De bunkers da Guerra Fria transformados em shoppings em Chongqing a novos centros de comando de alta tecnologia, o legado das cidades debaixo da terra na China é complexo. Ele reflete a história de um país, suas ansiedades passadas, suas realidades sociais presentes e suas ambições futuras, provando que, às vezes, as estruturas mais importantes de uma nação estão escondidas bem debaixo de nossos pés.

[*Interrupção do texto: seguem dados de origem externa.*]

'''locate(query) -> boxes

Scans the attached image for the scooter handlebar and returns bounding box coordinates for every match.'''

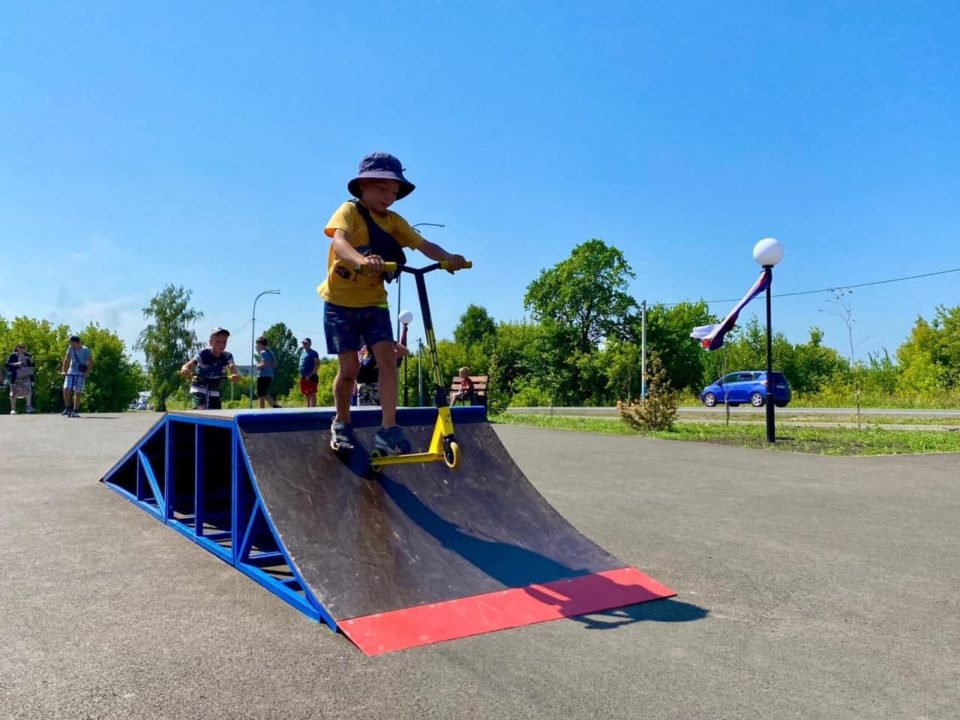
[383,260,473,273]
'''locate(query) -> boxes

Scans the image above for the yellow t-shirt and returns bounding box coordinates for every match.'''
[317,201,423,307]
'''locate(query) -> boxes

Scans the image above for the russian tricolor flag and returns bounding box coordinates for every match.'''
[690,268,773,350]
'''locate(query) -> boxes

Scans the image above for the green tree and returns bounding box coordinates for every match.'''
[897,317,949,396]
[0,316,71,413]
[79,324,145,412]
[487,322,550,412]
[617,352,680,430]
[631,300,717,392]
[135,284,203,411]
[523,239,637,405]
[523,239,637,352]
[263,323,300,398]
[453,305,497,347]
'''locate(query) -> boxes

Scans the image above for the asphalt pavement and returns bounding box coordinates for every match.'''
[0,413,960,720]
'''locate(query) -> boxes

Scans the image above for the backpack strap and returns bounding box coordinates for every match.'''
[350,200,407,282]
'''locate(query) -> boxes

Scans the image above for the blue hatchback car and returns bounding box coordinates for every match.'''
[700,370,791,407]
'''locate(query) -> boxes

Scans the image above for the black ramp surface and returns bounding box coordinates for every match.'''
[240,412,624,619]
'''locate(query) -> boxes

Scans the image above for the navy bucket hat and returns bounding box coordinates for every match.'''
[347,153,416,200]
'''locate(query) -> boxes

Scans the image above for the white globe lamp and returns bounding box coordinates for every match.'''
[753,238,783,267]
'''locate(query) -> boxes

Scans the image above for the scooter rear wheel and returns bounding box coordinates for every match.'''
[443,440,460,470]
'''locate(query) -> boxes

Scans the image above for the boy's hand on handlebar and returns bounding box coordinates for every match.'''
[440,255,473,275]
[357,255,383,275]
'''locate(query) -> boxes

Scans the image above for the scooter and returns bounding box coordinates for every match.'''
[370,262,473,473]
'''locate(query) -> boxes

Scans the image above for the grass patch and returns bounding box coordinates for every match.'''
[491,415,960,456]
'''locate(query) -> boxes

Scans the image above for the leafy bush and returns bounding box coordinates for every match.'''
[617,353,680,431]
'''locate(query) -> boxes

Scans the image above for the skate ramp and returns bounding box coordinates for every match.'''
[108,408,674,654]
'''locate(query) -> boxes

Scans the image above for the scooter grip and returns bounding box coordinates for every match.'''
[440,260,473,270]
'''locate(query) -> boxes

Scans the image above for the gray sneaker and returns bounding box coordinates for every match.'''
[373,425,413,455]
[330,420,353,452]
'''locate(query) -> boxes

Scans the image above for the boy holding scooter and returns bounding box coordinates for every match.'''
[317,152,467,455]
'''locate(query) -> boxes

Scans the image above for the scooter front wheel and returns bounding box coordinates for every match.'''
[370,449,385,475]
[443,440,460,470]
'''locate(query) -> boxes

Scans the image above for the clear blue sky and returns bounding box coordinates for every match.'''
[0,0,960,362]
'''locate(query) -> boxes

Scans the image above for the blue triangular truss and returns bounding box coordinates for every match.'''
[102,414,337,630]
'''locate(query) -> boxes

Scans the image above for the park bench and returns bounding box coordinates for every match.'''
[450,375,489,405]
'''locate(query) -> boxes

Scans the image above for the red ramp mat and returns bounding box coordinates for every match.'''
[340,567,676,655]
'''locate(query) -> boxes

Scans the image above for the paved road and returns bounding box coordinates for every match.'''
[0,414,960,720]
[507,405,960,419]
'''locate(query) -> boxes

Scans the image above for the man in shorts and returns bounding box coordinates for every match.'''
[60,335,93,418]
[6,343,33,415]
[180,327,240,410]
[300,338,320,407]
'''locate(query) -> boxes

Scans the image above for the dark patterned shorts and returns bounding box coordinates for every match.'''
[323,303,393,355]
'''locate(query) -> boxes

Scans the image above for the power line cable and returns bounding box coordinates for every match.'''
[664,268,960,306]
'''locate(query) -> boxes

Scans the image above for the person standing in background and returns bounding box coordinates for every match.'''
[60,335,93,418]
[6,343,33,415]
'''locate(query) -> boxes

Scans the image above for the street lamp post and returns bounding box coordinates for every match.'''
[417,338,423,407]
[250,290,280,407]
[753,238,783,443]
[397,310,413,407]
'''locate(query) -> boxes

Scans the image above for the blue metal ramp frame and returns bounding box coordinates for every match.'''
[102,410,342,630]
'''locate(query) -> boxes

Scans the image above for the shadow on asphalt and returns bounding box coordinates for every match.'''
[570,598,710,630]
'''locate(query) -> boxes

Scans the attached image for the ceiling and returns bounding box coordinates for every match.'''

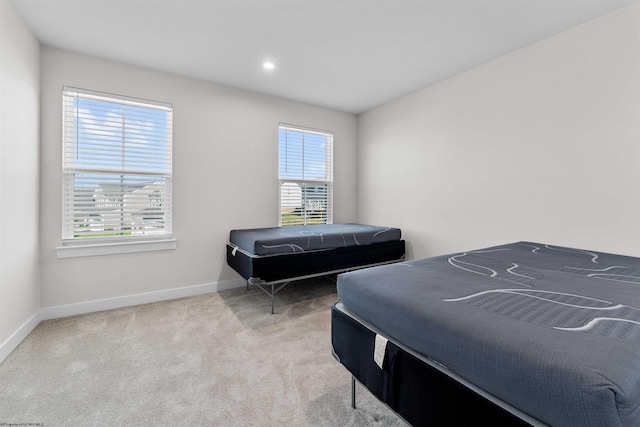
[11,0,637,114]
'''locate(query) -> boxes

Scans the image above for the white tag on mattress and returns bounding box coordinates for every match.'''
[373,334,389,369]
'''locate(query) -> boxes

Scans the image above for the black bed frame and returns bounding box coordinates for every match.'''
[227,240,405,314]
[331,303,545,426]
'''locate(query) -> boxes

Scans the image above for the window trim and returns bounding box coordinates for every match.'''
[59,86,177,258]
[277,123,334,227]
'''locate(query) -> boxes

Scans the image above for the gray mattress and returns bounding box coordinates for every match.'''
[338,242,640,427]
[229,224,401,255]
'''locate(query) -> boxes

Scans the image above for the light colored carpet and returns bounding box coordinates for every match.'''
[0,279,406,426]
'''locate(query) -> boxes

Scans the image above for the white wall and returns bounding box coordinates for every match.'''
[358,3,640,258]
[0,1,40,354]
[40,47,357,308]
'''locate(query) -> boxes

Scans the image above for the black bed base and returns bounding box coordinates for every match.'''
[227,240,405,314]
[331,303,543,426]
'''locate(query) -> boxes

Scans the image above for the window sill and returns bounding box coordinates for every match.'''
[55,239,176,259]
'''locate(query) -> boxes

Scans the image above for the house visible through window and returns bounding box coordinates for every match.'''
[278,125,333,226]
[62,87,173,242]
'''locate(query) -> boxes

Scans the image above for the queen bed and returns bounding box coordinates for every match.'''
[331,242,640,427]
[227,224,405,313]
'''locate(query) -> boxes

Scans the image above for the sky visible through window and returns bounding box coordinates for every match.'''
[73,98,167,179]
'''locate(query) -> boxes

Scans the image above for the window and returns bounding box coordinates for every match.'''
[62,87,173,243]
[278,125,333,226]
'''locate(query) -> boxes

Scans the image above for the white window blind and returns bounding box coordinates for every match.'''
[62,87,173,242]
[278,125,333,226]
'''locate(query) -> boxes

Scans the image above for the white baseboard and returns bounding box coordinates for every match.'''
[0,279,247,363]
[0,311,42,363]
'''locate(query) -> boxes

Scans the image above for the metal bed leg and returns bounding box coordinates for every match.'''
[351,375,356,409]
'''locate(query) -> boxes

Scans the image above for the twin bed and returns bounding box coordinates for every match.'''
[227,224,640,427]
[332,242,640,427]
[227,224,405,313]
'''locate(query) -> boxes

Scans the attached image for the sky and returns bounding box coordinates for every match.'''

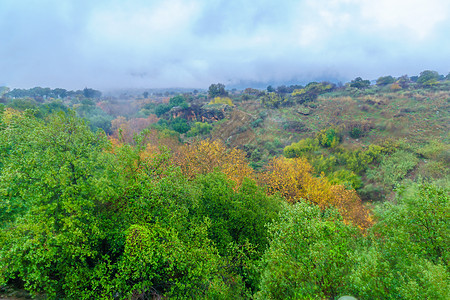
[0,0,450,90]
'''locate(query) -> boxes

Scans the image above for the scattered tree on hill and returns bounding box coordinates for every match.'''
[417,70,440,86]
[208,83,228,98]
[175,140,253,187]
[261,157,372,228]
[350,77,370,89]
[377,75,395,86]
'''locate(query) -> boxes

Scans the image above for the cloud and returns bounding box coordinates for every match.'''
[0,0,450,89]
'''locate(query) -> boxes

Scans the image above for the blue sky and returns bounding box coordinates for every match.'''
[0,0,450,90]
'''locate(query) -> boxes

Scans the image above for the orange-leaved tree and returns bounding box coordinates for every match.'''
[174,139,253,188]
[260,157,372,228]
[111,114,159,144]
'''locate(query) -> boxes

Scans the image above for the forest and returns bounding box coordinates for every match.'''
[0,70,450,299]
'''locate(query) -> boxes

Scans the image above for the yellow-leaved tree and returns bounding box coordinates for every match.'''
[174,139,253,188]
[260,157,372,228]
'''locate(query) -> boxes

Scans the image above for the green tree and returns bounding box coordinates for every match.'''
[257,201,359,299]
[348,184,450,299]
[350,77,370,89]
[417,70,440,86]
[208,83,228,98]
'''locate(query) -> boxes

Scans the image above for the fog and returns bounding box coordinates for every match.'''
[0,0,450,90]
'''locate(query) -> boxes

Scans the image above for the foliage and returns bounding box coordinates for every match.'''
[350,77,370,89]
[187,122,212,137]
[367,150,418,187]
[208,83,228,98]
[175,140,253,187]
[283,138,319,158]
[377,75,395,86]
[170,118,191,133]
[257,202,358,299]
[261,157,372,228]
[417,70,440,86]
[316,127,341,148]
[209,96,234,106]
[348,184,450,299]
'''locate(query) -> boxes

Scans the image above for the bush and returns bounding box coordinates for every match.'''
[316,128,341,148]
[256,202,358,299]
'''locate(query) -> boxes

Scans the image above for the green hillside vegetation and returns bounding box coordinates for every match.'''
[0,71,450,299]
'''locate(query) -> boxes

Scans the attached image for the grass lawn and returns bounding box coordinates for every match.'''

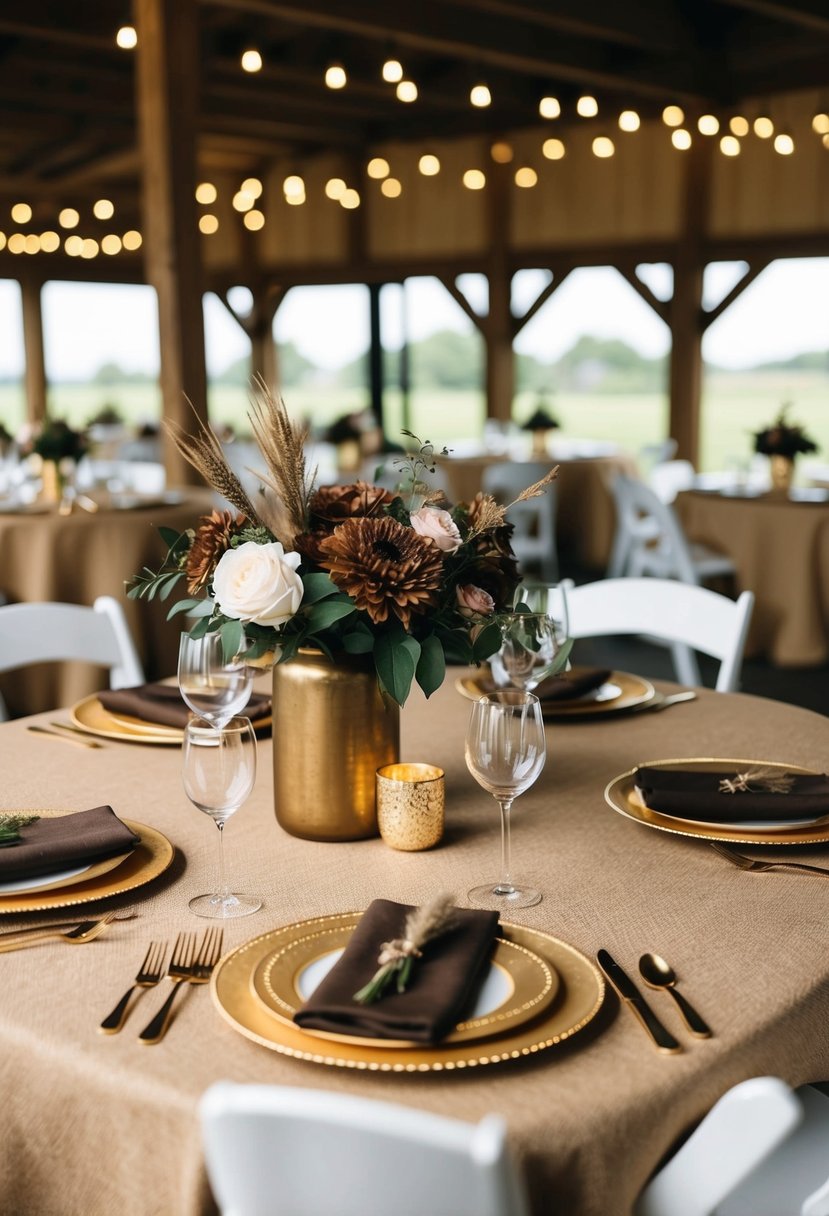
[0,372,829,471]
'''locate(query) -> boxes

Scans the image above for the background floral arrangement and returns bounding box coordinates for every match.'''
[128,382,557,705]
[754,405,818,458]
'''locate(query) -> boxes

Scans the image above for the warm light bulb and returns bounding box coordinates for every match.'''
[326,63,349,89]
[417,152,440,178]
[383,60,404,84]
[541,140,565,161]
[241,49,261,72]
[619,109,642,131]
[538,97,562,118]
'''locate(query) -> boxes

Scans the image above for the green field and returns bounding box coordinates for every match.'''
[0,372,829,471]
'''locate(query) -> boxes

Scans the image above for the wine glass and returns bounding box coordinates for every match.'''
[179,634,254,727]
[466,688,547,910]
[181,717,261,919]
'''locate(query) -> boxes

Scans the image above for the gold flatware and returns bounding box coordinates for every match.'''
[639,953,711,1038]
[139,927,224,1043]
[709,840,829,878]
[596,950,682,1053]
[0,912,115,955]
[98,941,167,1035]
[26,722,102,748]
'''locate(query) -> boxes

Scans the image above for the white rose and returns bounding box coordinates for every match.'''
[213,540,304,629]
[410,507,461,553]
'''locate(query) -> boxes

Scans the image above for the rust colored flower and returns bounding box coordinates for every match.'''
[320,516,444,629]
[185,510,241,596]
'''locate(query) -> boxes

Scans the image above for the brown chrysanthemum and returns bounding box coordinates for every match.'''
[185,511,241,596]
[320,516,444,629]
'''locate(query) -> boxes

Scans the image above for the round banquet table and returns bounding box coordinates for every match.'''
[675,490,829,666]
[0,489,213,716]
[0,677,829,1216]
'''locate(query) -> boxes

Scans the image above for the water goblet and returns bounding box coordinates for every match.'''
[179,634,254,727]
[466,688,547,910]
[181,717,261,919]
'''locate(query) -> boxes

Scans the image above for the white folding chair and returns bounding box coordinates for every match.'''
[564,579,754,692]
[608,473,737,584]
[199,1081,528,1216]
[633,1076,829,1216]
[481,461,558,582]
[0,596,143,721]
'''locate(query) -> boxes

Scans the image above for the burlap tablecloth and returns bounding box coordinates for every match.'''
[0,679,829,1216]
[0,489,213,716]
[675,490,829,666]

As cidades debaixo da terra da China, nascidas do medo da aniquilação nuclear, são um capítulo fascinante da história moderna. A Dixia Cheng de Pequim, com sua vasta rede de túneis e infraestrutura autônoma, revela a escala monumental da preparação da Guerra Fria. No entanto, sua transformação inesperada em moradia para a “Tribo dos Ratos” e a evolução para novos bunkers de comando de alta tecnologia contam uma história ainda mais profunda sobre as mudanças sociais e as prioridades estratégicas da China. Este mundo subterrâneo é um lembrete de que a história tem uma maneira de reinventar até mesmo as estruturas mais singulares.
Perguntas Frequentes
O que é a Dixia Cheng?
A Dixia Cheng, ou Cidade Subterrânea, é uma vasta rede de túneis e abrigos antiaéreos construída sob Pequim, China, entre 1969 e 1979. Foi projetada para proteger a população e o governo de um ataque nuclear durante a Guerra Fria.
Qual era o tamanho da cidade subterrânea de Pequim?
O complexo cobre uma área estimada de 85 quilômetros quadrados e corre de 8 a 18 metros abaixo do centro da cidade. Originalmente, alegava-se que poderia abrigar toda a população de Pequim, que era de cerca de seis milhões na época.
As pessoas realmente viveram nessas cidades debaixo da terra?
Embora nunca tenham sido usadas para seu propósito militar original, nas últimas décadas, os abrigos foram convertidos em moradias de baixo custo para milhares de trabalhadores migrantes e estudantes, que ficaram conhecidos como a “Tribo dos Ratos”.
Ainda é possível visitar a Dixia Cheng?
Não. Após um breve período de abertura ao turismo no início dos anos 2000, a Dixia Cheng foi fechada ao público e permanece inacessível.
A China ainda constrói cidades subterrâneas?
A China continua a investir pesadamente em infraestrutura subterrânea. Análises recentes mostram a construção de novos e avançados centros de comando militar subterrâneos, indicando que a defesa subterrânea continua sendo uma parte crucial de sua estratégia de segurança nacional.